You can easily configure server options such as port, host, UI toggles, tracing, and A2A endpoints using the action overload:

```csharp
using GoogleAdk.ApiServer;

await AdkServer.RunAsync(myComplexAgent, options => 
{
    options.Port = 9000;
    options.ShowSwaggerUI = false;
    options.EnableA2a = true;

    // Advanced: supply custom CORS policy
    options.ConfigureCors = policy => 
        policy.WithOrigins("http://my-frontend.com").AllowAnyMethod().AllowAnyHeader();
});
```

Running with Console fallback

A common pattern for samples is to allow the application to run via the console, but switch to the visual dashboard if the --web flag is passed.

if (args.Contains("--web"))
{
    Console.WriteLine("Starting ADK Web Dashboard...");
    await AdkServer.RunAsync(agent);
    return;
}

// Fallback to standard Console execution
await RunConsoleAppAsync(agent);

Advanced Run Configurations

The RunConfig provides fine-grained control over execution behavior, multimodality, live sessions, and context limits.

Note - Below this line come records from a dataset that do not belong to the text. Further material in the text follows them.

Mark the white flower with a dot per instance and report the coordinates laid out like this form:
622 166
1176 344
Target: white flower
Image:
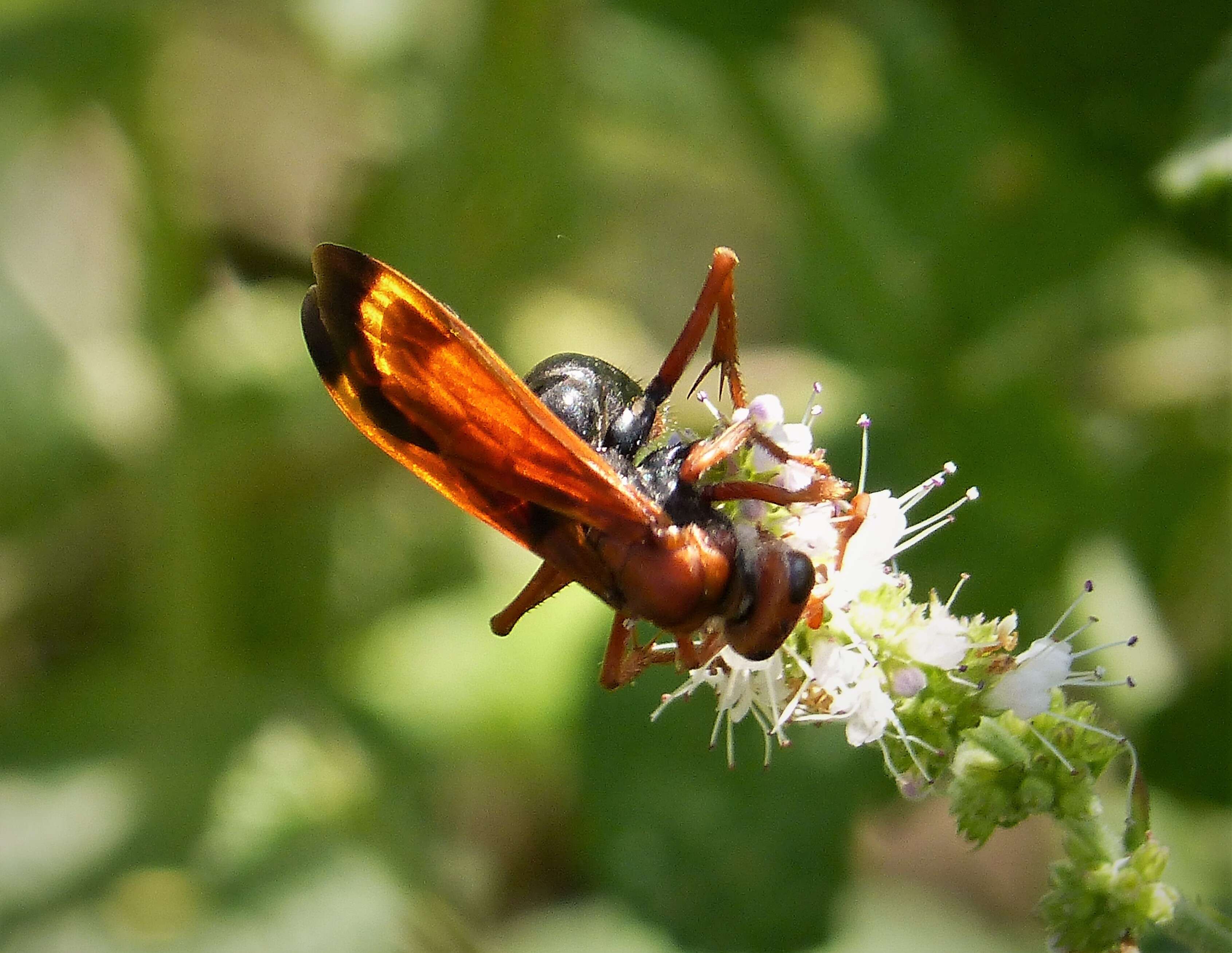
1027 691
741 687
943 642
857 691
870 712
814 532
870 548
798 439
1047 665
837 668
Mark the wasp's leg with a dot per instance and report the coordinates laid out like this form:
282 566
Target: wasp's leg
546 582
707 454
724 351
719 291
624 662
818 491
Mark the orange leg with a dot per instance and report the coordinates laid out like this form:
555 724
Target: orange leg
546 582
623 662
719 291
707 454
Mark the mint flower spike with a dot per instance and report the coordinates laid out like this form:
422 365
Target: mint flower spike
1041 672
741 687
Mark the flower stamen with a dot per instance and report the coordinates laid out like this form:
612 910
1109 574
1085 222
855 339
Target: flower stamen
864 423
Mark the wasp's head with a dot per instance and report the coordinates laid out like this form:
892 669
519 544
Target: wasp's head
772 584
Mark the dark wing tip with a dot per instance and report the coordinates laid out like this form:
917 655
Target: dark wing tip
321 347
331 261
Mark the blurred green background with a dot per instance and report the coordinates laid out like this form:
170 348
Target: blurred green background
248 697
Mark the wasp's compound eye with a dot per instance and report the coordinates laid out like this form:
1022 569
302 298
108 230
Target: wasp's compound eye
801 577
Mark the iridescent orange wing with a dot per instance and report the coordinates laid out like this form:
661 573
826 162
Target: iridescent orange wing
433 395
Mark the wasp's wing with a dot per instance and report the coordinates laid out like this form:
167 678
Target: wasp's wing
428 391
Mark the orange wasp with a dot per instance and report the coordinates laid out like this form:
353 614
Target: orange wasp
557 463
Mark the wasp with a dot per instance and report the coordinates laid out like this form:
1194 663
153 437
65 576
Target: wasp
562 463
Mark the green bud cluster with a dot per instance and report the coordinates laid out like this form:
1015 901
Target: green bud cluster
1097 901
1003 771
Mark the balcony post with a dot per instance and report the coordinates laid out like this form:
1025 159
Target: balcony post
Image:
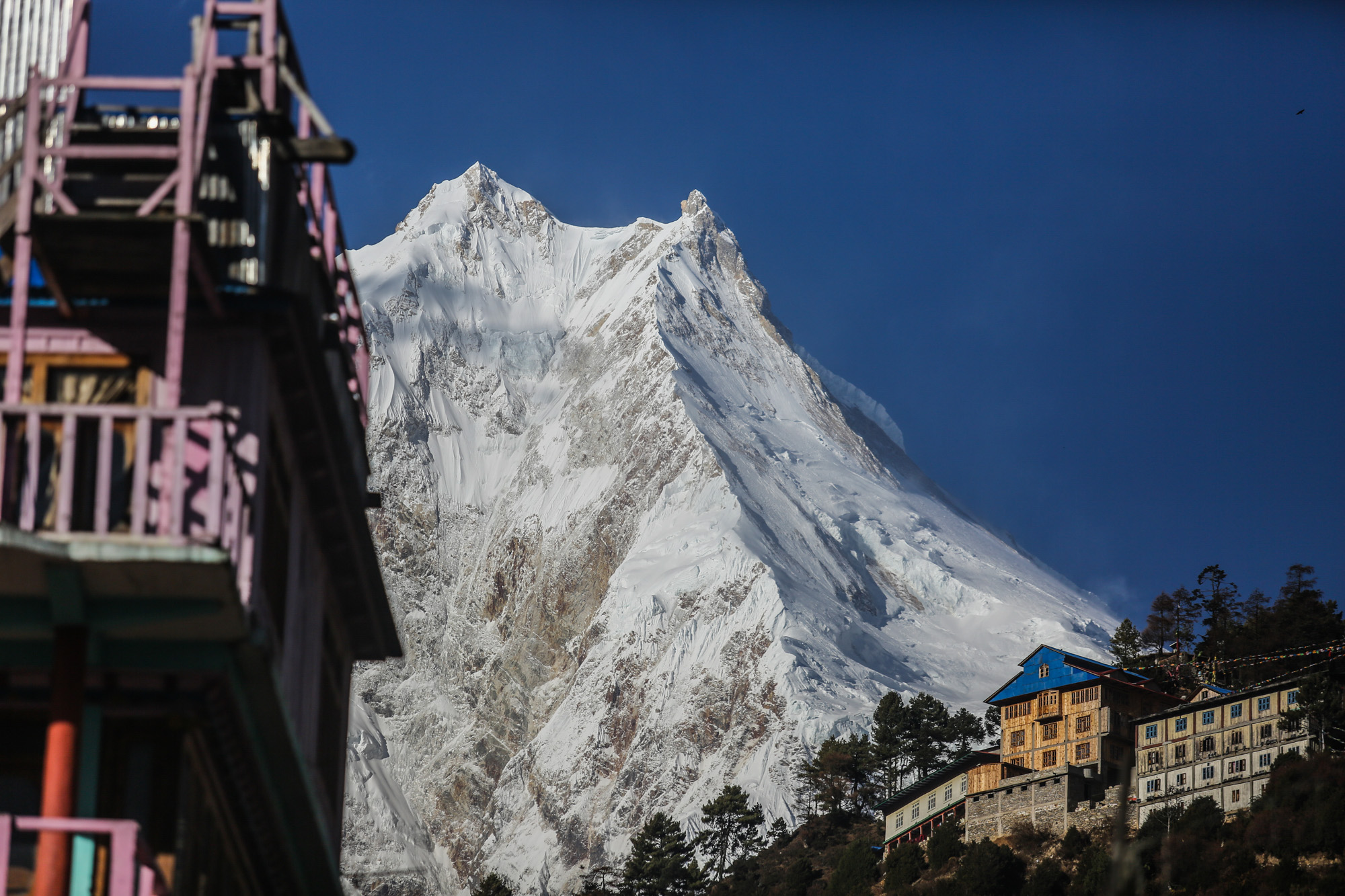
52 869
24 247
181 244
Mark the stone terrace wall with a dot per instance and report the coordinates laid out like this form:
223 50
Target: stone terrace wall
1042 801
1047 801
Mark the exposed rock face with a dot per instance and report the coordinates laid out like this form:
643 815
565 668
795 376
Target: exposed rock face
640 545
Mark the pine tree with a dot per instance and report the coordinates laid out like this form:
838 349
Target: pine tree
601 880
1126 643
493 885
1222 607
965 729
929 732
993 724
890 741
662 862
731 829
839 778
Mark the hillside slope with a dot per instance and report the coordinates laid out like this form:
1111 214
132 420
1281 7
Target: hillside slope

var runnerConfig = new RunnerConfig
{
    AppName = "production_app",
    Agent = myAgent,
    RunConfig = new RunConfig
    {
        // Limits total LLM calls per run to prevent runaway recursion
        MaxLlmCalls = 10,

        // Halts execution on any tool call, allowing client-side execution
        PauseOnToolCalls = true,

        // Configures audio response and speech configurations
        ResponseModalities = ["AUDIO"],
        SpeechConfig = new SpeechConfig(),

        // Allows saving bidirectional audio/video payloads into session storage
        SaveLiveBlob = true,

        // Automatically fetch recent session events upon start
        GetSessionConfig = new GetSessionConfig { NumRecentEvents = 50 }
    }
};

ADK API server and streaming

GoogleAdk.ApiServer exposes HTTP APIs for running agents and fetching artifacts. The key runtime endpoints include:

  • POST /run for synchronous execution
  • POST /run_sse for SSE streaming
  • POST /run_live for bidirectional WebSocket streaming

When streaming via SSE, the server splits events that include both content and ArtifactDelta into two separate SSE events. This prevents the web UI from double-rendering artifacts and mirrors the Python ADK server behavior.

RunConfig.SaveInputBlobsAsArtifacts defaults to true in the API server, so inline file uploads are automatically saved and surfaced as artifacts when running via /run or /run_sse.